In Kopf, Schulter und Rücken des Blumenhändlers steckten Projektile,
berichteten am Mittwochvormittag zwei Beamte der Nürnberger
Kriminalpolizei. Şimşek, der seinen Blumenstand an einer vielbefahrenen
Straße im Süden Nürnbergs aufgebaut hatte, wurde im Frachtraum seines
weißen Kleintransporters angeschossen. Neun Schüsse sollen die Täter laut
Anklage auf den Mann abgegeben haben. Offenbar hatten die NSU-Terroristen
den Mann aus nächster Nähe regelrecht hingerichtet.
Der Beamte, der die Spuren sicherte, berichtete am Mittwoch von blutigen
Pflanzenresten und umgestürzten Blumenkübeln, die er am Tatort vorfand.
„Diese stammten vom Todeskampf des Herrn Şimşek und von den
Rettungsleuten“, sagte er aus. Kunden hatten die Polizei verständigt,
nachdem sie vergeblich am Stand auf den Blumenverkäufer gewartet hatten.
Als Polizei und Rettungskräfte am Tatort eintrafen, war Şimşek noch am
Leben. Er verstarb zwei Tage später aufgrund der schweren Verletzungen im
Krankenhaus.
## Männer in schwarzen „Radlerhosen“
Ein Rentner, der an jenem 9. September 2000 gemeinsam mit seinem Sohn den
Blumenstand in seinem Wagen passierte, sagte aus, zwei Männer beobachtet zu
haben, die den Kleintransporter gerade verließen. Durch das geöffnete
Fenster habe er „drei, vier harte metallische Schläge“ gehört, sagte der
Zeuge am Mittwoch vor Gericht. Gleich darauf hätten sich zwei junge Männer
in schwarzen „Radlerhosen“ schnell von dem Lieferwagen wegbewegt.

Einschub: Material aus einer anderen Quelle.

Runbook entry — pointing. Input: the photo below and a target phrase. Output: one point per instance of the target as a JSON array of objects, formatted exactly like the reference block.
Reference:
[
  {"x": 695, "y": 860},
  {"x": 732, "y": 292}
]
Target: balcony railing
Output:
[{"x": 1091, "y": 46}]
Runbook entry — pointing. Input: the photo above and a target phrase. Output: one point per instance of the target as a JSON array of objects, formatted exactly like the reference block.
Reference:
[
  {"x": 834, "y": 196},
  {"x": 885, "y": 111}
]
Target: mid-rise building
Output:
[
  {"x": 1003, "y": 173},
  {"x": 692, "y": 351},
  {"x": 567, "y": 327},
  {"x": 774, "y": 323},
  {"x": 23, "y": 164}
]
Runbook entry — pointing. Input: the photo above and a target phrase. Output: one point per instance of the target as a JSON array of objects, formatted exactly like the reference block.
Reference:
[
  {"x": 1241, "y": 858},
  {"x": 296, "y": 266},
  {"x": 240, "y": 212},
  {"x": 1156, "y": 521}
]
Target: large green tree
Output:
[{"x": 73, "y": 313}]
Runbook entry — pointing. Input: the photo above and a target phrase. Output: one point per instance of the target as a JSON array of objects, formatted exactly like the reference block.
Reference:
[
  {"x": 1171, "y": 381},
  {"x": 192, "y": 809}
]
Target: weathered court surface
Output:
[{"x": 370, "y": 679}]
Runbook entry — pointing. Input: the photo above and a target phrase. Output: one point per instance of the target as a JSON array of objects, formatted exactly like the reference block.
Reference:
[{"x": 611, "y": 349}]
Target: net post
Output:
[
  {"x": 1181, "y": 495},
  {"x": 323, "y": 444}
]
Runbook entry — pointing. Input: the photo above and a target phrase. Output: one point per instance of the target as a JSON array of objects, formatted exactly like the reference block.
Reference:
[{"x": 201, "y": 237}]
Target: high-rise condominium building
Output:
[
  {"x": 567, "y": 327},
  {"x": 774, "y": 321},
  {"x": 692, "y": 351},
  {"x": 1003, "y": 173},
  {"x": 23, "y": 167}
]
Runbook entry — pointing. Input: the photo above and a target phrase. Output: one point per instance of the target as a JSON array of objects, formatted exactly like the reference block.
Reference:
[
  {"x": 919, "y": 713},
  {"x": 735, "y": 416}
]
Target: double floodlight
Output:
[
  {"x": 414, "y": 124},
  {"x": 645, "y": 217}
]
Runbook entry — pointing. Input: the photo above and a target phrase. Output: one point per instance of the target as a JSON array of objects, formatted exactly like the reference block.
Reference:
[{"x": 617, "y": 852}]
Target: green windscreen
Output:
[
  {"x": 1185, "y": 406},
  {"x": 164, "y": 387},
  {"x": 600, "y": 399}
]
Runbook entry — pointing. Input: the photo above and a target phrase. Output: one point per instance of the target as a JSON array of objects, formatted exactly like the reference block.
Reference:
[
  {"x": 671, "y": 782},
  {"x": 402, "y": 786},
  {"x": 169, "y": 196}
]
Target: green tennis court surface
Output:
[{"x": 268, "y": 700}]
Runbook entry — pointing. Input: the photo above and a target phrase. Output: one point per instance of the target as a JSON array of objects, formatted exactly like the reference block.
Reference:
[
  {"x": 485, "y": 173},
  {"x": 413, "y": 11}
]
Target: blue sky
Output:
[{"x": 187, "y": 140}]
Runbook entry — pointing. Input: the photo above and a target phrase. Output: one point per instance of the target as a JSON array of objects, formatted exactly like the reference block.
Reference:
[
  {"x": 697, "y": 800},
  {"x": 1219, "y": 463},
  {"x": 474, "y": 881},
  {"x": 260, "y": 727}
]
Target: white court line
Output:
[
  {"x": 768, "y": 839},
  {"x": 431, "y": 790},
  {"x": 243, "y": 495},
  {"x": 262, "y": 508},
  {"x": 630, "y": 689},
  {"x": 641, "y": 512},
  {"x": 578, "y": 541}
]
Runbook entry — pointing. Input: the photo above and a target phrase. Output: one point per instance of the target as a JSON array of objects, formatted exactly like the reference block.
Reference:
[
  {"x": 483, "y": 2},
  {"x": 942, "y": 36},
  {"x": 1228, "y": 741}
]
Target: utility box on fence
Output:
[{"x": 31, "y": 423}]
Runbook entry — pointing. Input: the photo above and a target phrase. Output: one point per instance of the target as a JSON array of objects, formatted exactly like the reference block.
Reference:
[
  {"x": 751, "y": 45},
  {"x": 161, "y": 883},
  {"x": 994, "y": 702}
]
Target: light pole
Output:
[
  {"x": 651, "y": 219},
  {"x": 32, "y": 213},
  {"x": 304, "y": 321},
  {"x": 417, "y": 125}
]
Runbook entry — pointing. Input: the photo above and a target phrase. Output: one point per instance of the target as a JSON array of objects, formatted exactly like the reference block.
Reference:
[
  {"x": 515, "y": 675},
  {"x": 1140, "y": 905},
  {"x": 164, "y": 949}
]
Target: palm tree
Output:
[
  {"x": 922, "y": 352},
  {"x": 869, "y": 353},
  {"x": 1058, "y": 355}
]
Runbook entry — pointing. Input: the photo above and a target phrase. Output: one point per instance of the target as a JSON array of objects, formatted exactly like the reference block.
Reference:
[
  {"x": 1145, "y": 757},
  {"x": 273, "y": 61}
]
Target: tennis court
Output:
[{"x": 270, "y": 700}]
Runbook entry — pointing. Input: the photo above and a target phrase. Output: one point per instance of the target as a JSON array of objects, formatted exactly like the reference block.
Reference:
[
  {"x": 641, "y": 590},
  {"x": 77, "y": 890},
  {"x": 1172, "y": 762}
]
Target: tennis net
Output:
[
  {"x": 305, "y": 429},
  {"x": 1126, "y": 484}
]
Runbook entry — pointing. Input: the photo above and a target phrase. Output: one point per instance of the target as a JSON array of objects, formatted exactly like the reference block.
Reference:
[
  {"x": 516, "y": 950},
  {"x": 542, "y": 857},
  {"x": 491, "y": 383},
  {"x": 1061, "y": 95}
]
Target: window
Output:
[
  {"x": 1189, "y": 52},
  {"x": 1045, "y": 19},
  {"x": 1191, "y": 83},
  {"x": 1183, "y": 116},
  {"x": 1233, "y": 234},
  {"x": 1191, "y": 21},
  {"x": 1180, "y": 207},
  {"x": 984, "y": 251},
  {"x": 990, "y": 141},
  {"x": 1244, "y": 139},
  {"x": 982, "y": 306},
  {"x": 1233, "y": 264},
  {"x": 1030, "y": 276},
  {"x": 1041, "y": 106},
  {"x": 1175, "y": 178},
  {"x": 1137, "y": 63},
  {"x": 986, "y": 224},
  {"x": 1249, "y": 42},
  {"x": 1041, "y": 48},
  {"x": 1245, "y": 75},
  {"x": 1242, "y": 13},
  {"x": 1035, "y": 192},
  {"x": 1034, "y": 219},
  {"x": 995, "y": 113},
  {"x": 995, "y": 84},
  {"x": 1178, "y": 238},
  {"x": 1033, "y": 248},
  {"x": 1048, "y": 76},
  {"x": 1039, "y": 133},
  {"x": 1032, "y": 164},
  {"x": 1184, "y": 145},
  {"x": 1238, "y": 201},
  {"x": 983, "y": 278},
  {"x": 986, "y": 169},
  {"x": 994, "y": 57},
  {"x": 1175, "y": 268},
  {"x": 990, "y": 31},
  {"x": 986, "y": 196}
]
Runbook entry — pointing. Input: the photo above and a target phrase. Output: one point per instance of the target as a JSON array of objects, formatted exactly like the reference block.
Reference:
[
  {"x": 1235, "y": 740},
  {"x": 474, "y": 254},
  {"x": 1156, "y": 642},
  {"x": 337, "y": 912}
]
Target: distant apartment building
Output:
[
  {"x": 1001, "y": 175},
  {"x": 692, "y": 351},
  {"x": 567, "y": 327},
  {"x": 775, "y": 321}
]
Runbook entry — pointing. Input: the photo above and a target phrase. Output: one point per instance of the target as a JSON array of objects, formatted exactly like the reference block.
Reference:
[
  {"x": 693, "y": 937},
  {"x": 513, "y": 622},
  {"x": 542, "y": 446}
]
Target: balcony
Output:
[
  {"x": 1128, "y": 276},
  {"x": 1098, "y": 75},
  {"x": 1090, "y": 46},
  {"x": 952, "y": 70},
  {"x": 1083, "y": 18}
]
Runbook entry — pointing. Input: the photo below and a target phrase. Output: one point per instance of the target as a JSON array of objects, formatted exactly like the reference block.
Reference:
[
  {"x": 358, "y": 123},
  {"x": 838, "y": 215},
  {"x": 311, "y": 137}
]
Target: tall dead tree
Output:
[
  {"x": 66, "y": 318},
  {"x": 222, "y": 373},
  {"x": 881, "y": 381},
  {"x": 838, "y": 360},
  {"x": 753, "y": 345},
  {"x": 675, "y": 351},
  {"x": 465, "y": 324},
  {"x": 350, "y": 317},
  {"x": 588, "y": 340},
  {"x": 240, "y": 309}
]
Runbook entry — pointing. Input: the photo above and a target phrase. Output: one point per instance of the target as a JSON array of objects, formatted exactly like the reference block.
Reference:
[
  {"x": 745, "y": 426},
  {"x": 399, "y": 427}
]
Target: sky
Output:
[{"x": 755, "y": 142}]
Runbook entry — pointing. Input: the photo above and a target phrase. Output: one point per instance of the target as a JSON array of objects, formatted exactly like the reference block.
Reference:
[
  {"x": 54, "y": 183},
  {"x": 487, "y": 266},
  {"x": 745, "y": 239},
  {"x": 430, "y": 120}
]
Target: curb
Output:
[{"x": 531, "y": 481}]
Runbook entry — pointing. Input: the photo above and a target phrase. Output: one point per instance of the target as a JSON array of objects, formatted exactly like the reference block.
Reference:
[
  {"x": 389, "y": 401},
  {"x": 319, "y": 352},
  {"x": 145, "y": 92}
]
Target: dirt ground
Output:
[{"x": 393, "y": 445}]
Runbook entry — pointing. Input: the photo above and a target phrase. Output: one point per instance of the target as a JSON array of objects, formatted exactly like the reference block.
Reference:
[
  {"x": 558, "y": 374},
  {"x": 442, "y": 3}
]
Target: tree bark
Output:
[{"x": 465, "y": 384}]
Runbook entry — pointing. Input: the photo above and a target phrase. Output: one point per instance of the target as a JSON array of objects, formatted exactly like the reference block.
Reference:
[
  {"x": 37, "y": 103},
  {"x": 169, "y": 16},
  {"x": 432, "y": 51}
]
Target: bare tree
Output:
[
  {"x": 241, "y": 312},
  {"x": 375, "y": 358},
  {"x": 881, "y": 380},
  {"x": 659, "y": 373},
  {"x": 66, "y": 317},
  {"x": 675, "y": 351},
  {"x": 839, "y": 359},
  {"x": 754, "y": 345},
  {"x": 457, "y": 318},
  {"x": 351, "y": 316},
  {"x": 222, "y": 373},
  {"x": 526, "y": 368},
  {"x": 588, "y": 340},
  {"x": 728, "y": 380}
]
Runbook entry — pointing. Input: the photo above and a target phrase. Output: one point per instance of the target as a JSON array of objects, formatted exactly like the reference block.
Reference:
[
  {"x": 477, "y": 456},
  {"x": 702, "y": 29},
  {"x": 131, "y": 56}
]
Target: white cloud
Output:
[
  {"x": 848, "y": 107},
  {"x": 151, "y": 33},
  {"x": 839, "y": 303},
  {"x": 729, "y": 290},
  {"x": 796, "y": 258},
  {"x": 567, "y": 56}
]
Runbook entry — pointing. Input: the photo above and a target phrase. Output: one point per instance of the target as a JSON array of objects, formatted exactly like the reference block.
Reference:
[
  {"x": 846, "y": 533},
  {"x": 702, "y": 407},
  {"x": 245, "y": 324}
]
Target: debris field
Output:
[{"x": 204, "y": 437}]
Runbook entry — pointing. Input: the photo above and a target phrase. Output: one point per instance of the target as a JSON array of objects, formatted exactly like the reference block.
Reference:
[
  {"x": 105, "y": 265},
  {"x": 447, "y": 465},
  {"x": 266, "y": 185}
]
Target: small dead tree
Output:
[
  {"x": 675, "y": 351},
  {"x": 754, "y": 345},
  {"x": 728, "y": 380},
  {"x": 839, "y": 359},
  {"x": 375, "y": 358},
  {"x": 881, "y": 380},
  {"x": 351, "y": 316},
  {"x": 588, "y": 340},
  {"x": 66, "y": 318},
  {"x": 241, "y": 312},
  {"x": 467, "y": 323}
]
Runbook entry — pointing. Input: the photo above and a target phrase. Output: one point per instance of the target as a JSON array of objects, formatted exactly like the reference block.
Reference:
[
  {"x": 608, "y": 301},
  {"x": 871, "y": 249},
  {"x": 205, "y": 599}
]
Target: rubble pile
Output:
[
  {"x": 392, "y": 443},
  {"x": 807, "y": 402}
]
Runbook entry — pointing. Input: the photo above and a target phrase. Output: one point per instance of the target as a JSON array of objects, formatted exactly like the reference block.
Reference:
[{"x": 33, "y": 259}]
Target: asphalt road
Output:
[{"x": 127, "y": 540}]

Zwar sei ihm das alles komisch vorgekommen, sagte der Mann, vor allem die
Tatsache, dass die Männer zwar „Radlkleidung" trugen, aber keine Fahrräder
dabei hatten. Weil er das Gesehene aber nicht einordnen konnte, sei er
weitergefahren. Erst nachdem er am nächsten Tag in der Zeitung von den
Schüssen gelesen hatte, meldete er sich bei der Polizei.
Den Projektilen nach zu urteilen, die am Tatort gefunden wurden, feuerten
die Täter aus zwei verschiedenen Waffen auf den Blumenhändler. Die
Ermittler gehen davon aus, dass eine davon die Ceska 83 war, die später
auch bei den weiteren acht Morden an Migranten verwendet wurde.
Der Mitangeklagte Carsten S. hatte im Juni in seinem Geständnis ausgesagt,
gemeinsam mit Ralf Wohlleben eine Waffe mit Schalldämpfer besorgt und in
Chemnitz an Mundlos, Böhnhart und Zschäpe übergeben zu haben. Zschäpe wird
die Mittäterschaft bei allen neun Morden an Kleinunternehmern sowie beim
Mord an einer Polizistin und zwei Sprengstoffanschlägen zur Last gelegt.
## „Operation Drillingen“
Auch der Thüringer Verfassungsschutz sorgt derzeit für Aufregung: Offenbar
haben es die Beamten erneut vermieden eine V-Quelle eindeutig zu benennen.
Die Quelle „Jule“ aber ist brisant, denn sie war offenbar sehr nahe an den
Gesuchten Beate Zschäpe, Uwe Mundlos und Uwe Böhnhardt dran. Hinter den
Decknamen verbirgt sich Juliane W., die damalige Freundin von Ralf
Wohlleben. Im NSU-Verfahren wird Wohlleben beschuldigt das Trio unterstützt
und eine der Mordwaffen mitbesorgt zu haben - möglicherweise eine jener
Waffen, mit denen auch Enver Şimşek getötet wurde.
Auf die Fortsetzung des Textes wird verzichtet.